Energy expert predicts problems ahead for Eskom

Energy analyst and MD at EE Business Intelligence, Chris Yelland spoke with eNCA's Jeremy Maggs. Courtesy of #DStv403

JOHANNESBURG - Eskom has implemented Stage 2 load-shedding this week.

Just over 45 percent of Eskom's generation capacity has not been available for service, according to energy analyst and MD at EE Business Intelligence, Chris Yelland.

"South Africa has about 14,000 MW generation capacity, but 45 percent of this is not available for service for a number of different reasons," Yelland said.

READ: Eskom to implement Stage 2 load-shedding

"The first being that, at this time, in summer Eskom uses the opportunity of lower than usual electricity demand to do a lot more maintenance than in the winter months.

"This is what we call 'planned outages' and then we have so-called 'unplanned outages' which are break downs of plants that were not expected."

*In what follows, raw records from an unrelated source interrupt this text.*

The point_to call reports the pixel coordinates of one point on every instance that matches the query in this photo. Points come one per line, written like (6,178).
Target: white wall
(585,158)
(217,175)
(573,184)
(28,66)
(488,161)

Yelland said one of Koeberg's units is down, and taking 100 MW out of service unexpectedly leads to very high levels of so-called "unplanned outages" of about 8,000 MW.

READ: Eskom announces load-reduction

"About 20 percent of the fleet is down for this purpose against a target of about 10 percent," he said.

"Lastly, we have what is called 'other outages'. Other outages are generally outages beyond the control of Eskom. For some reason (which I'm not quite sure of) three units at Camden are out of service as a result of the ash dam being full and Eskom cannot run this plant at full load.

"A number of units are out and that is classified as other outage factors.

"The combination of the three is leading to a situation where supply is inadequate to meet demand, even though demand is very low at this time of the year and it's rising now as the country wakes up after the Christmas shutdown, so I think we can expect problems ahead," Yelland said.